That's the one area where I have not actually come down on a clear position. I know that people who are in favour of reform toward an MMP style tend to favour open lists, and I can understand why. It basically says this. Why should you be required to do what the party wants you to do? Why not do what you want to do?
On the other hand, we should also know that parties in their choice of whom to place on a list tend to be bringing in certain priorities—for example, under-represented groups, women, and so on—and those are not irrelevant. In addition, we should also not— and I want to say this carefully—assume that voters really want to be given so much choice. In some cases it will probably discourage them.
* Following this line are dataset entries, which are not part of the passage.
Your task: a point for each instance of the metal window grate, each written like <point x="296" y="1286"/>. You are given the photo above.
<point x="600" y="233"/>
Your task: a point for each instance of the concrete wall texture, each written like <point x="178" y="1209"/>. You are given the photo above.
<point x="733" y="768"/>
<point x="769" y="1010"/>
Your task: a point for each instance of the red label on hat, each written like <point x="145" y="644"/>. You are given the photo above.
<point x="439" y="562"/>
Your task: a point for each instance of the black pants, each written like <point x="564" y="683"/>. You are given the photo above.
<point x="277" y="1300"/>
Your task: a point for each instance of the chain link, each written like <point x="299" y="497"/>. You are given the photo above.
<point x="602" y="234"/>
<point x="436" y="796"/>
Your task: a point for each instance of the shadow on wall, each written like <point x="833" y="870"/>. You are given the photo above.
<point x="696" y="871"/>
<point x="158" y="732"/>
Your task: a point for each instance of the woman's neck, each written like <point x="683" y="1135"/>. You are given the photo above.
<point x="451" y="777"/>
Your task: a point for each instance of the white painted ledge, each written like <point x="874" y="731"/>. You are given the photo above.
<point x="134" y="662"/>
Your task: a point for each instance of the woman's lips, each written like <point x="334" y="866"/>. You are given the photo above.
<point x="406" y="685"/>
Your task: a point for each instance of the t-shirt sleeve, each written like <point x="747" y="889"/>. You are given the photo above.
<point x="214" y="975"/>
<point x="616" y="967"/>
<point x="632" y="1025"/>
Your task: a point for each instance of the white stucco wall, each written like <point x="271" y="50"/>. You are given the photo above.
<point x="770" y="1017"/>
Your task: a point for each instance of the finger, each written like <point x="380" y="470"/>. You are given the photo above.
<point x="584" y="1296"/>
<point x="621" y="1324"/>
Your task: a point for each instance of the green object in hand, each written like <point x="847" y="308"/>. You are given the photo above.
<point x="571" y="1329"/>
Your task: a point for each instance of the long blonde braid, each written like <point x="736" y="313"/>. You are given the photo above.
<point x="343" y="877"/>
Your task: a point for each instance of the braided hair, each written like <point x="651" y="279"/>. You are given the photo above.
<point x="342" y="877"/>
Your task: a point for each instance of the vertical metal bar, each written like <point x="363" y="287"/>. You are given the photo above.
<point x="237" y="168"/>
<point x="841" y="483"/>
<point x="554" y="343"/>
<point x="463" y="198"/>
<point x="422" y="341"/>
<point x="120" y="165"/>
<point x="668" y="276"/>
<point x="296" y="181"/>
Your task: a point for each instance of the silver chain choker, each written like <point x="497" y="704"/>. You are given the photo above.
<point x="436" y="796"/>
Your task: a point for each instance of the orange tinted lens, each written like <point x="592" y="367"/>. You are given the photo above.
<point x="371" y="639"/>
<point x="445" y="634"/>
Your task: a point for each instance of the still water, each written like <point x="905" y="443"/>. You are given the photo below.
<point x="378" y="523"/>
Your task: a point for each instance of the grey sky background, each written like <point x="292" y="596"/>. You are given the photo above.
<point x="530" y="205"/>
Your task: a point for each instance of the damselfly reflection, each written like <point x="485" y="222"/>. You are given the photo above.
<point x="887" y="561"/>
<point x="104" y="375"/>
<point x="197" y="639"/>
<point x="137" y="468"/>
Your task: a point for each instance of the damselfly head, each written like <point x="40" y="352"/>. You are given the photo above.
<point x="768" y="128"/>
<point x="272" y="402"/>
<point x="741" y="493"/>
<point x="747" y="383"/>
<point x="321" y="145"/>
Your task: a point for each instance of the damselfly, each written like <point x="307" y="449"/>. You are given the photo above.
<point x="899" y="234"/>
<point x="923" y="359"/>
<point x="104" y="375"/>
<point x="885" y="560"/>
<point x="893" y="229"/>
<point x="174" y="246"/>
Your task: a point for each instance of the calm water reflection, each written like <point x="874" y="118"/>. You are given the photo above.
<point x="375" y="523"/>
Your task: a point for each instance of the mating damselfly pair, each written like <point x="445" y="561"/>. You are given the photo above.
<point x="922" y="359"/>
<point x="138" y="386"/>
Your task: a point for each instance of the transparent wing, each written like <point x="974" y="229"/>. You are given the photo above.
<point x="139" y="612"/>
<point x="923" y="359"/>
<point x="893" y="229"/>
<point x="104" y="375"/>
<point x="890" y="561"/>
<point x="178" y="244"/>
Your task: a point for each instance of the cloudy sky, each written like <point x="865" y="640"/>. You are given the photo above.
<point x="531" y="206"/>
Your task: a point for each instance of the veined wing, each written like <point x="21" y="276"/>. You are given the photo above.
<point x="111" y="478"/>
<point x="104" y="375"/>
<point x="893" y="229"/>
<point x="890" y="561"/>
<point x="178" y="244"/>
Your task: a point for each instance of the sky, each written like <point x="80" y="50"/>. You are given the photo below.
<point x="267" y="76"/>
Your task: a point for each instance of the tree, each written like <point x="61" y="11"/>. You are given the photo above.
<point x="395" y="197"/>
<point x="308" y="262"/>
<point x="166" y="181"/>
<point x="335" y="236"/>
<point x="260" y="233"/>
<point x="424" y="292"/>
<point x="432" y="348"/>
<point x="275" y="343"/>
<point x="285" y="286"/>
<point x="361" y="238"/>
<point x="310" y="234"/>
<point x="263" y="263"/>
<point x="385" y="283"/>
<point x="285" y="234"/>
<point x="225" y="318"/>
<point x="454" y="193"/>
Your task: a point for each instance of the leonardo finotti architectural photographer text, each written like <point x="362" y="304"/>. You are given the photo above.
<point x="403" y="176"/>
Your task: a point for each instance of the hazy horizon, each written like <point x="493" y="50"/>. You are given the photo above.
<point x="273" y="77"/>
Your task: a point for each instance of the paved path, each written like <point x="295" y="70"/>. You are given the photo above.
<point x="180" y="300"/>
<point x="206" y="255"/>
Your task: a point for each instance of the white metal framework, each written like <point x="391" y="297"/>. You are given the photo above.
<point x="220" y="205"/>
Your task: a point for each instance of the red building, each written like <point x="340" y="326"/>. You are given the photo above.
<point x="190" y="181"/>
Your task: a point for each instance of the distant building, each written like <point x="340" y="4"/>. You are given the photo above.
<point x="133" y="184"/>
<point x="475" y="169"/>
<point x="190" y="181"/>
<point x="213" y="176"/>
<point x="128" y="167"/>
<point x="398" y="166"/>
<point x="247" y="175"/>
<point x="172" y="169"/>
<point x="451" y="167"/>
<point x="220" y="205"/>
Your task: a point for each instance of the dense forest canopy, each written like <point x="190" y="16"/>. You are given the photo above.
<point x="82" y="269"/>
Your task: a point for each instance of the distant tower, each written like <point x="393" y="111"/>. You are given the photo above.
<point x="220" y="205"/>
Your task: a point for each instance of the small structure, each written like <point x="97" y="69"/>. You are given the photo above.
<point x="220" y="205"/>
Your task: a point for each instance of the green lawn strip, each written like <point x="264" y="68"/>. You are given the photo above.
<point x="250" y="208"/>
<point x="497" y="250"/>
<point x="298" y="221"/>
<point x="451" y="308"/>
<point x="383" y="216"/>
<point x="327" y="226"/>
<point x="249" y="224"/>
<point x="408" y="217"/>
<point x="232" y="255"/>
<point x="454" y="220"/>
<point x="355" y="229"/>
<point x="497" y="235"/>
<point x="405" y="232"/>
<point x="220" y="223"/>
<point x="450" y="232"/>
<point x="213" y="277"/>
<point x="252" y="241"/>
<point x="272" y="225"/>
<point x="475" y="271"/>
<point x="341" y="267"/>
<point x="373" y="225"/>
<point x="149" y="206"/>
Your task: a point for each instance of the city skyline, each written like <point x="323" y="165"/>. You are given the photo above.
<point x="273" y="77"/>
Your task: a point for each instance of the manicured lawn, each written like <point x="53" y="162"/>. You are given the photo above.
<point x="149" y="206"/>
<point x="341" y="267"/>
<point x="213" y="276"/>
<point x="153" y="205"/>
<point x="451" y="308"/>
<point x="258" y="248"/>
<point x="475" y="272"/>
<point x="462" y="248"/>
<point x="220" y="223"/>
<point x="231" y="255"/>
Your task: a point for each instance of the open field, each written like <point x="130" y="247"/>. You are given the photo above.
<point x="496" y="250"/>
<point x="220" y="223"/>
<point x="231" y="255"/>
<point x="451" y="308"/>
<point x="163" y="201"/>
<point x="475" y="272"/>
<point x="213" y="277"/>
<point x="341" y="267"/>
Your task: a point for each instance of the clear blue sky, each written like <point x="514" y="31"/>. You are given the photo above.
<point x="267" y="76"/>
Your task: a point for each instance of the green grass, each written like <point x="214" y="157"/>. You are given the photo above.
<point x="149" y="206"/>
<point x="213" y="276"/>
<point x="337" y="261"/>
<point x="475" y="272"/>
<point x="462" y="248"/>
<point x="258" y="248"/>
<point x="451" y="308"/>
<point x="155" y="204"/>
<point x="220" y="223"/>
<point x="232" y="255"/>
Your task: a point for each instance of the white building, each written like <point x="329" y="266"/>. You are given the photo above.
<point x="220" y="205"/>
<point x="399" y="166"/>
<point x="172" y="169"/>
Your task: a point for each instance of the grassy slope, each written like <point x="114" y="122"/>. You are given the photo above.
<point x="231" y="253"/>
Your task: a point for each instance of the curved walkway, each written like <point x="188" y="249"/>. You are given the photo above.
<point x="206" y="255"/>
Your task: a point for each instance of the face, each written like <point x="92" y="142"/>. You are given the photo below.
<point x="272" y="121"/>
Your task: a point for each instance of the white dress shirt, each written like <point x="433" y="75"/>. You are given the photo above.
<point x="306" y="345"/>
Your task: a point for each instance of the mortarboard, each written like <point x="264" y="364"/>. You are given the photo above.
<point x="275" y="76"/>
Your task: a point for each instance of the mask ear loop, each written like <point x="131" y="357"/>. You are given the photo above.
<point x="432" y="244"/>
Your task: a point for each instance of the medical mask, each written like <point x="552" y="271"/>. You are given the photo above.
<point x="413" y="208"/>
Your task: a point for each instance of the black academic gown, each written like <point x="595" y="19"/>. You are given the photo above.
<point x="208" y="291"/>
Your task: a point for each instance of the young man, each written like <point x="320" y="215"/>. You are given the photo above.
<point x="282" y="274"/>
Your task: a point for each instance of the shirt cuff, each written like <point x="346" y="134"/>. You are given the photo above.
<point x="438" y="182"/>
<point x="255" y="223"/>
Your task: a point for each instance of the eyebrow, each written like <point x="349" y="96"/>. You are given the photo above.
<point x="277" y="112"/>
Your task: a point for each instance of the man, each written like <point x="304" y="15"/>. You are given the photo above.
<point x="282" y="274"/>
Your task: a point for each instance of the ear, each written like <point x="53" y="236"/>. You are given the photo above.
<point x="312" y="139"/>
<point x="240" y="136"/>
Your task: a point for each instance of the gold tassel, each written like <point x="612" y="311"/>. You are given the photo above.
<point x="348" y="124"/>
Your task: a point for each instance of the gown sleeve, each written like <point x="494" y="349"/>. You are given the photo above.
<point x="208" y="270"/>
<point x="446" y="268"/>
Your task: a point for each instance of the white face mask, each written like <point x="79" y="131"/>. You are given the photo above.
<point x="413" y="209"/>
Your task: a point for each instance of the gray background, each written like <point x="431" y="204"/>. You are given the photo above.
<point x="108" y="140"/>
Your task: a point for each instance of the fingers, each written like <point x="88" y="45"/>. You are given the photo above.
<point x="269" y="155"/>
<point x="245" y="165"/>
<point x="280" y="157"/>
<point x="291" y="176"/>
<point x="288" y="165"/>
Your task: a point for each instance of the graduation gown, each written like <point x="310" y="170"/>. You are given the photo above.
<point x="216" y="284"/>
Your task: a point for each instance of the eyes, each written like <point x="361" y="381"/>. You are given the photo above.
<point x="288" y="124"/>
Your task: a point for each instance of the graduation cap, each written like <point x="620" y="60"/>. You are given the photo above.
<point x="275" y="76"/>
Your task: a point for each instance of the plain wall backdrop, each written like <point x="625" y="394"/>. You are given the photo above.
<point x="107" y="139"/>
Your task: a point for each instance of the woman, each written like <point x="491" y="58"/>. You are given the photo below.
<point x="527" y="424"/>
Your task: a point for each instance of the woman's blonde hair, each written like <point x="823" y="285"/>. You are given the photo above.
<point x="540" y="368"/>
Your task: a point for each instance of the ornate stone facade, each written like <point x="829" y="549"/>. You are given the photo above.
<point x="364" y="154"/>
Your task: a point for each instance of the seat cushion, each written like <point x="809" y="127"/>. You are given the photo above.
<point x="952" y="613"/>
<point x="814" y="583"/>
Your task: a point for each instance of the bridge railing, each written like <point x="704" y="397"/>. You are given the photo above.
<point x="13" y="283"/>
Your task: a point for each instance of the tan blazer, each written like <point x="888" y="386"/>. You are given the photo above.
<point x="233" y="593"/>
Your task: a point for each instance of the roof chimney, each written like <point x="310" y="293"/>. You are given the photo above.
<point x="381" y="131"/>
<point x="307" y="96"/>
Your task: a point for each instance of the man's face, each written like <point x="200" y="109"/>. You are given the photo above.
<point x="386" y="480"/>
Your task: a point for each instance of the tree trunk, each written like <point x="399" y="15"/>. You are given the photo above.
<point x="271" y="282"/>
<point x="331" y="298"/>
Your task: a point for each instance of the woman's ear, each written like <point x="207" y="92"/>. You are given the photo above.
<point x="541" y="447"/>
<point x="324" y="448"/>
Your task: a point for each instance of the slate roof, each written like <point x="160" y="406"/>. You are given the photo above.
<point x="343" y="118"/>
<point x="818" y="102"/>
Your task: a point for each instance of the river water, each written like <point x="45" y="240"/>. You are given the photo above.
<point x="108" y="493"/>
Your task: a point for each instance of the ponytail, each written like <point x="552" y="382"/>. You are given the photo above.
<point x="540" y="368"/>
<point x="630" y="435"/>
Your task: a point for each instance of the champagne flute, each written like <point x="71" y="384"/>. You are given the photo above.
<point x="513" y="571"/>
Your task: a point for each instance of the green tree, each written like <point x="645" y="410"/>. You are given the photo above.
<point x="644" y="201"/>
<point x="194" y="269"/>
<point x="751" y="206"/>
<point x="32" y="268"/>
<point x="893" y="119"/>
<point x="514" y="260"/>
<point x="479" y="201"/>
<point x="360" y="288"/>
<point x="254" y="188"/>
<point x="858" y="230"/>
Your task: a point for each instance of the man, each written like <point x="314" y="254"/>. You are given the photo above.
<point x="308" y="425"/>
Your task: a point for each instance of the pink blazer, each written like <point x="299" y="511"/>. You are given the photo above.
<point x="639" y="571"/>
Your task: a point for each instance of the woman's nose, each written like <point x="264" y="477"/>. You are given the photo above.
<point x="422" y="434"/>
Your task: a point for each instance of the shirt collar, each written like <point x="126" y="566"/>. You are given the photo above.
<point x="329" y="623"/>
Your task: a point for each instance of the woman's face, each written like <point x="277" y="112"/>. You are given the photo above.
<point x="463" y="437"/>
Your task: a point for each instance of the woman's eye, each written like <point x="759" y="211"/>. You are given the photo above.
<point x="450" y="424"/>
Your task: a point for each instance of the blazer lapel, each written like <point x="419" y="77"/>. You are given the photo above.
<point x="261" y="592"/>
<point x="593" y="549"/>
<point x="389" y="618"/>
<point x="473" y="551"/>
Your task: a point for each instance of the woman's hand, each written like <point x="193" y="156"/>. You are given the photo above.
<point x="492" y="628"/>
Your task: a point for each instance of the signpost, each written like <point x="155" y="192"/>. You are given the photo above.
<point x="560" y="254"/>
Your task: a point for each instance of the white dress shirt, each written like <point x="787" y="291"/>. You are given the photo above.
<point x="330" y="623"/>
Many voters have limited choice. They know which party they like and they can probably also either vote for the local candidate who is from that party or perhaps they have some reason to support a different local candidate. But to assume that they are capable of choosing within a list of people who may not be very local, who may be in part of their region, but the region could be somewhat larger, and to expect them to make that choice, I'm not sure that's entirely desirable.
I don't have a problem with what we call closed lists. That's what they do in the countries that use MMP. Remember, the maximum list size we're talking about now is five or six, because I don't think we want any regional districts with greater than a dozen or 13 total seats. So the number of names coming from the list will never be more than five or six, and we have to remember that. That's the secondary part of the system.
People who've gone to these countries, like Germany, say the real emphasis is on the local MP. That's the one the emphasis is on. Typically, people who are elected from the list, if there's a vacancy in their local districts, will try to get elected in the local district. That's where the emphasis should be. So I do not insist that voters should be able to choose from the names of a regional list, but this is a relatively secondary discussion on which there are good arguments on both sides.